See the Validator Guide for detailed setup instructions.
Does AXIO change consensus behavior?
No. AXIO does not modify the consensus mechanism in any way. Your validator still participates in Tachyon consensus identically to a vanilla validator. The only difference is that during your leader slots, the block engine may inject winning auction bundles into your block alongside normal mempool transactions. Consensus rules, voting, and fork choice are completely unaffected.
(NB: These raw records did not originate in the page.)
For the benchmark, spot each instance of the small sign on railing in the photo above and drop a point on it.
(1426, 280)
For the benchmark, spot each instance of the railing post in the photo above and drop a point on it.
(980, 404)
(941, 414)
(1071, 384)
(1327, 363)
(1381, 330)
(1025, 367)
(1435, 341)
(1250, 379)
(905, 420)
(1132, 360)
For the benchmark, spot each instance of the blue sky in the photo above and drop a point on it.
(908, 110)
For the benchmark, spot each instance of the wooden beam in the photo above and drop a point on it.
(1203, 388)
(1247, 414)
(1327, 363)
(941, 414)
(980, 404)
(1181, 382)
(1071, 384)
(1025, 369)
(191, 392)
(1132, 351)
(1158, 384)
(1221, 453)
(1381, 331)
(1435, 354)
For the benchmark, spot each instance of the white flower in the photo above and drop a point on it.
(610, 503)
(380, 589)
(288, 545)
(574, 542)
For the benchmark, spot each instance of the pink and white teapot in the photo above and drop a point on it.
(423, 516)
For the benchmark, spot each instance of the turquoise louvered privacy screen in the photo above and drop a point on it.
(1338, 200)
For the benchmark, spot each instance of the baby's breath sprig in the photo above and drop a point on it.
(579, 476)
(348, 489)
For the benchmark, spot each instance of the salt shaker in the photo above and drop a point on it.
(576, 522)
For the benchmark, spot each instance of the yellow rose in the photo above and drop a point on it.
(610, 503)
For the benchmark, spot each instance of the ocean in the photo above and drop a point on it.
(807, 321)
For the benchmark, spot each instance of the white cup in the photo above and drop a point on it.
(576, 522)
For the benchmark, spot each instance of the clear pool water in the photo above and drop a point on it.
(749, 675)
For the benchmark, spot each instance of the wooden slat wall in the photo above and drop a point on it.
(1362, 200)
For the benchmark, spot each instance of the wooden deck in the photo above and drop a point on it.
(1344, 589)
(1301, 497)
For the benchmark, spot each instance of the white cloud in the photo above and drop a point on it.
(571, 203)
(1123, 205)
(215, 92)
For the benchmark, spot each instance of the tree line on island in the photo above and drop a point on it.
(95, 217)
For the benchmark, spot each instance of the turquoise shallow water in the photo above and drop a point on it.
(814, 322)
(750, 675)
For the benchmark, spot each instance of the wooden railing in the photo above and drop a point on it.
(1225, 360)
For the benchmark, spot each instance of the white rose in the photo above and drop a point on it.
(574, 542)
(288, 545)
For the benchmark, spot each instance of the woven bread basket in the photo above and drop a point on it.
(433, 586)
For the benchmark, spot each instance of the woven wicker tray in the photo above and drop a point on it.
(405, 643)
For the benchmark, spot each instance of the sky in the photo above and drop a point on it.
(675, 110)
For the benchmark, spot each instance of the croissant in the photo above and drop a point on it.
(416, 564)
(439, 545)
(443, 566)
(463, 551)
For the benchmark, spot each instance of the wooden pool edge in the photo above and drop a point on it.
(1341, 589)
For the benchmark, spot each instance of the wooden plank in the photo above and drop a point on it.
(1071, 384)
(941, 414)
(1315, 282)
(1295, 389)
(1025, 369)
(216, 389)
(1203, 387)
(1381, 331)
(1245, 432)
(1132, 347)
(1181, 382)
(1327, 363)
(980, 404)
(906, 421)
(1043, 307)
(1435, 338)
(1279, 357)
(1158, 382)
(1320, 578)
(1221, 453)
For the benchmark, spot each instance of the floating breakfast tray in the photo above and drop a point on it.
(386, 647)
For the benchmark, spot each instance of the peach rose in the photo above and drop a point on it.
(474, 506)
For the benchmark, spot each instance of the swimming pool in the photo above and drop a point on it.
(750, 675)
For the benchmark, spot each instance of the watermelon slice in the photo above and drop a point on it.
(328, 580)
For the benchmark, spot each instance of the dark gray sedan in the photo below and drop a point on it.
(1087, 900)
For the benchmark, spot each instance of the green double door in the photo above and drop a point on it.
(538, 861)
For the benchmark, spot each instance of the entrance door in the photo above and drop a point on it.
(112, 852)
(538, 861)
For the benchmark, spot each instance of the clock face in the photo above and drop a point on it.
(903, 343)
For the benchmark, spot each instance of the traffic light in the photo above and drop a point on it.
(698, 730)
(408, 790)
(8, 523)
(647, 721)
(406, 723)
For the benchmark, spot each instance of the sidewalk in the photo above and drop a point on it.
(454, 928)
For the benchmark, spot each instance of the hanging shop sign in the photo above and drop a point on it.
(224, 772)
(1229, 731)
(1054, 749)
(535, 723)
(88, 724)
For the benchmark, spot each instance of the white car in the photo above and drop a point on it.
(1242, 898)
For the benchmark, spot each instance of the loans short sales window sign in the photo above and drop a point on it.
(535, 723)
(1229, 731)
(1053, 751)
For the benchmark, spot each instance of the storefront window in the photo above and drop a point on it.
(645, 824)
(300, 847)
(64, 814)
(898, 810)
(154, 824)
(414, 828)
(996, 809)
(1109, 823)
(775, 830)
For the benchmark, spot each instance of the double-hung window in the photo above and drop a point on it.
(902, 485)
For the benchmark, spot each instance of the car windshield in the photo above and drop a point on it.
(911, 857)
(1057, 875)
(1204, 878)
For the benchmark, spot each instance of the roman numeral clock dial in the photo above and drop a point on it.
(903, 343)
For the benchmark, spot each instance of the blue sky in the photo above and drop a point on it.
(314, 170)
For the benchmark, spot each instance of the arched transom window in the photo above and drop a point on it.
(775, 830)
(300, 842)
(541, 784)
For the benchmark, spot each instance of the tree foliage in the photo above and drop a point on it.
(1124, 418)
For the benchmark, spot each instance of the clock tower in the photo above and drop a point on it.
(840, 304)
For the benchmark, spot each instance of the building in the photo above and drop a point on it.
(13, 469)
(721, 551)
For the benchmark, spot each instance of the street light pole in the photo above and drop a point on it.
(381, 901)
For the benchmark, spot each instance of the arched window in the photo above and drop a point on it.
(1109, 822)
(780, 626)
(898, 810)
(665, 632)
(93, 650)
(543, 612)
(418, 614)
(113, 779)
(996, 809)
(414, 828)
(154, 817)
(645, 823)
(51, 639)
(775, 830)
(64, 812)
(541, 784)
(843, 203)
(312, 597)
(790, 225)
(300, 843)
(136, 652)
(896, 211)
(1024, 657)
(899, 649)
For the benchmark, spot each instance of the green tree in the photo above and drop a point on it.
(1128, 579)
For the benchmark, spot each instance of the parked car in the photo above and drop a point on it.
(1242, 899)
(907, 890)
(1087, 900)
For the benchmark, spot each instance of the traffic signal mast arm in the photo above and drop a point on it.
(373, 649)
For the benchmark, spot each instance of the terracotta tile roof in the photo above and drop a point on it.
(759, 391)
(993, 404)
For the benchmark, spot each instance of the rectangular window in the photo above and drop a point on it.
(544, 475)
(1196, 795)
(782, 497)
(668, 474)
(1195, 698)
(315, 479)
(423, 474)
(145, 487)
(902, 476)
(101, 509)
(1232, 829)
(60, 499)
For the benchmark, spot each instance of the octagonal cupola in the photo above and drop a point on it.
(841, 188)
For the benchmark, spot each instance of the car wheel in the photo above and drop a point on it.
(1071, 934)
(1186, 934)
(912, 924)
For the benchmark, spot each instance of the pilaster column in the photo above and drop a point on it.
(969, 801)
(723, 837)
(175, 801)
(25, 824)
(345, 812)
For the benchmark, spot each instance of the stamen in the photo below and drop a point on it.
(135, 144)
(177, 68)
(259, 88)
What happens if the relay goes down?
If the AXIO relay becomes unreachable, your validator automatically falls back to standard mempool behavior. Blocks are produced normally using transactions from the gossip network. There is zero downtime risk — the relay is an enhancement layer, not a dependency. When the relay recovers, bundle injection resumes automatically.
How are tips distributed?
Tips from winning bundles are distributed according to the on-chain tip distribution program:
- A percentage goes to the block-producing validator for that slot.
- A percentage flows to the aXNT staking pool, increasing the exchange rate for all stakers.
- A percentage goes to the AXIO protocol treasury for infrastructure and development.
The exact split is defined on-chain and visible to all participants.
What is the commission structure?
Validators set their own commission rate on MEV tips, similar to how they set commission on standard staking rewards. The AXIO protocol takes a separate protocol fee from the total tip before the validator commission is applied. This means validators earn their chosen commission percentage on the post-protocol-fee amount. There are no hidden fees — all rates are on-chain and auditable.
Technical
What blockchain does AXIO run on?
AXIO runs on X1/Tachyon, a high-performance Solana-compatible blockchain. Tachyon uses the same runtime, transaction format, and program model as Solana, which means existing Solana tooling, wallets, and SDKs work out of the box. The key difference is the X1 consensus layer and validator set, which AXIO is purpose-built to optimize.
What is the bundle landing rate?
AXIO achieves a 94.7% bundle landing rate in production. This means that nearly 19 out of every 20 bundles that win the auction successfully land on-chain. The remaining failures are typically due to state changes between simulation and execution (e.g., another transaction modifying the same account in the same slot). This rate compares favorably with industry benchmarks.
What is the end-to-end latency?
End-to-end latency from bundle submission to on-chain inclusion:
- p50 (median): Under 2ms
- p99: 3.32ms
This is measured from the moment the bundle arrives at the gRPC endpoint to when it is injected into the block. The single-server architecture eliminates network hops between the engine and the validator, which is a major contributor to these low latency numbers.
How many connections can the engine handle?
The AXIO block engine supports 5,000+ concurrent connections with zero errors. Load testing has verified sustained throughput of 9,500 messages per second across 2,000 simultaneous connections. The gRPC interface supports burst patterns of 100 connections each sending 70 messages (7,000 total) without degradation. The engine is designed to scale horizontally as network demand grows.